Cannoneer #4, Why so hostile? Has Cannoneer # 3 been on your arse about something?
Back OT, do you have a better suggestion?
Back in the day, Wayyyy before your momma bagged and tagged your poppa, a Combat OP was a heavy OP. An OP would have 2 or 3 guys while a Combat OP would have a LMG section and a fire team. Of couse, doctrine should have changed over the last 3 decades. In war, one adapts or one dies. Tactically, an OP provides warning, with hte grunts manning it expected to fall back to the MLR ( if they still call it that) when they spot someone hostile coming. A Combat Op was used when there was more line to hold then troops to hold it. a Combat OP was expected slow up the hostiles long enough for the moblie reserve to get there. COPs were used when there is no MLR because of force to space ratios and a mobile defense was required.
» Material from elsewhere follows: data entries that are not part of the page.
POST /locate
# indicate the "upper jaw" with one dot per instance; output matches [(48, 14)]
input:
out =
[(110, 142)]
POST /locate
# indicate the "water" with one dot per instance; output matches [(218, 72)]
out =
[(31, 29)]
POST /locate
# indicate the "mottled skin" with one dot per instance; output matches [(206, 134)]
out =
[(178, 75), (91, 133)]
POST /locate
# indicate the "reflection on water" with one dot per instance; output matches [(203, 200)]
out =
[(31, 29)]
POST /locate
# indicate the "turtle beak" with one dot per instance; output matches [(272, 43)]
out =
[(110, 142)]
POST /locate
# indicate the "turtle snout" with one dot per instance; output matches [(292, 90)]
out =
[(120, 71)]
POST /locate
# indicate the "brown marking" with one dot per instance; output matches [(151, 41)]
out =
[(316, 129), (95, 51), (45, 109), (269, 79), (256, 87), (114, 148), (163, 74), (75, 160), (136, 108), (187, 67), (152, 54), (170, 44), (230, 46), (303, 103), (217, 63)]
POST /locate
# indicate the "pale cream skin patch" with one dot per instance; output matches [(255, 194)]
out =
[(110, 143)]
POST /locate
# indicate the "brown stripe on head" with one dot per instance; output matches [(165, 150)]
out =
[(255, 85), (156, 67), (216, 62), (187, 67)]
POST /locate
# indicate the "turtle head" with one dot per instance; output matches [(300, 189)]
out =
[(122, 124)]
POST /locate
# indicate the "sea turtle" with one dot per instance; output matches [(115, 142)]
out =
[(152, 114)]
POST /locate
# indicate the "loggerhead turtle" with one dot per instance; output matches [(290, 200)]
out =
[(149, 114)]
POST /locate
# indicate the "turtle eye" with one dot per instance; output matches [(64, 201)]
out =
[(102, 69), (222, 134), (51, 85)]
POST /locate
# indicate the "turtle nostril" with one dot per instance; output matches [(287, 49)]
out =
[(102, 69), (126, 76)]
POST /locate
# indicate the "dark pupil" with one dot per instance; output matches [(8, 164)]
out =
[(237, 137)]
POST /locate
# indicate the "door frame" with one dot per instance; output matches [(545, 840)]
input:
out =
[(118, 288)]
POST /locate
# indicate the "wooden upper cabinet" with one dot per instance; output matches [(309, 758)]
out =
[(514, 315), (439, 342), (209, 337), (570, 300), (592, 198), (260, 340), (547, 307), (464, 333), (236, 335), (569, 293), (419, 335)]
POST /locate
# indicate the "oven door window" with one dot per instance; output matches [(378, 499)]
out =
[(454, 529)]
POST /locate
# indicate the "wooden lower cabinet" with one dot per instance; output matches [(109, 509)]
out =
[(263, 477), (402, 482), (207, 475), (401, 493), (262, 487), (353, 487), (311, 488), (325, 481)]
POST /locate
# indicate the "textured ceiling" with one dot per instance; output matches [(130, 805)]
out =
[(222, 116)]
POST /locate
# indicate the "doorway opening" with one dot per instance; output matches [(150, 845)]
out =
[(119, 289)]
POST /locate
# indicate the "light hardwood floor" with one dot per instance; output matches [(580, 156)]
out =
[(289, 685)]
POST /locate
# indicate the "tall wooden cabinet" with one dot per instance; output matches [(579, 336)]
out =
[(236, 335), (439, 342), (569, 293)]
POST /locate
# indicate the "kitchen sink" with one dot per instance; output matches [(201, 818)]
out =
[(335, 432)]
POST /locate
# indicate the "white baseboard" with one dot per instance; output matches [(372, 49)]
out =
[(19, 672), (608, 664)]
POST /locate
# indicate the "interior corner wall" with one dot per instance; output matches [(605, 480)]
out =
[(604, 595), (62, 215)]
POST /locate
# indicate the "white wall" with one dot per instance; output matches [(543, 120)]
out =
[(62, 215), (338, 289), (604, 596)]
I based my OPINION on the map and the US Army’s long history of Incompetent Officers.
Tactics (a little) and doctrine (a lot) may change but the US Army produces incompetent Officers by intent. The System is designed to produce a jr. Officer with the balls to lead a charge. It does that. The American body politics fears Competent Generals MORE then it fears defeat in war. So the entire Officer system is designed to weed out those generals that have the genius to become a tyrant and overthrow the US Government. So what you get are a LOT of officers that follow the book and punch their ticket until they get that flag.
That is OK, since the US Military has a very competent NCO corps and the tradition of using it. American style warfare is based on Strategic maneuver and attrition. The NCO’s take care of the tactics. The US doesn’t do very well at the operational level since that is where the military genius that Politicians fear becomes so important.
My favorite example of that is the air campaign against Saddam’s Iraq. On a tactical level, the US/UK forces were able to destroy SAM sites at will and completely control the airspace over Iraq. Our strategy was to remove Saddam. Nobody was every able to make the operational connection between our overwhelming tactical dominance of Iraq air space and our strategic goal of removing Saddam.
Enough. The facts are the US Army took a mild beating. From the Stars and Stripes article;
“The militants showered the small base – which had been established just three days earlier – with machine guns, rocket-propelled grenades and mortar shells, said the official, who spoke on condition of anonymity because he wasn’t authorized to release the information.
Some of the militants breached the wall and got inside, killing nine American soldiers and wounding 15 others, he said.”
24 casualties out of how many?
On the stragic level, some US Commanders are getting the idea;
“A Western official with detailed knowledge of the area said the raid underlined questions about the military campaign against the Taliban.
There is “overwhelming evidence that anti-coalition elements are operating effectively and that our counterinsurgency strategy is not successful … because it has not addressed the most basic need to bring security to the people and devised a means to separate the people from the enemy,” said the official, who agreed to discuss the sensitive issue only if not quoted by name.”
So what we have here is “surge” tactics being applied to Afghanistan, which might or might not be the proper tactics for Afghanistan.
The ‘Surge’ itself is a modern adaptation of the thousands of years old tactics used by the Romans. Also called the “OIL spot” by the French and ‘Ink Blot’ by the Brits. General Crook used it very well against the American Indians post Civil War. As a tactic it worked best against a large but divided enemy.
I think a clear and hold ‘cordon sanitaire’ approach will work better in the ‘gan. Build roads and put heavy protection on the road building zones. Let the rest of the country burn. As the roads expand, so will the protection and civilized life. The Romans invented this tactic also. They used it in combination with the OIL spot. The Cordon approach takes a LOOOONG time. Not sure if the politicians would be able to provide the cover to get that done.
I don’t think the American body politic is ready for a war that will last longer then America has been a nation.
URL to Stars and Stripes article, which is an AP feed for fair use purposes;
http://hosted.ap.org/dynamic/stories/A/AFGHANISTAN?SITE=DCSAS&SECTION=HOME&TEMPLATE=DEFAULT&CTIME=2008-07-14-15-38-17
I tried to quote just the S&S parts and avoid the AP quotes for legal reasons. S&S didn’t do a very good job of delineating where AP left off and they began.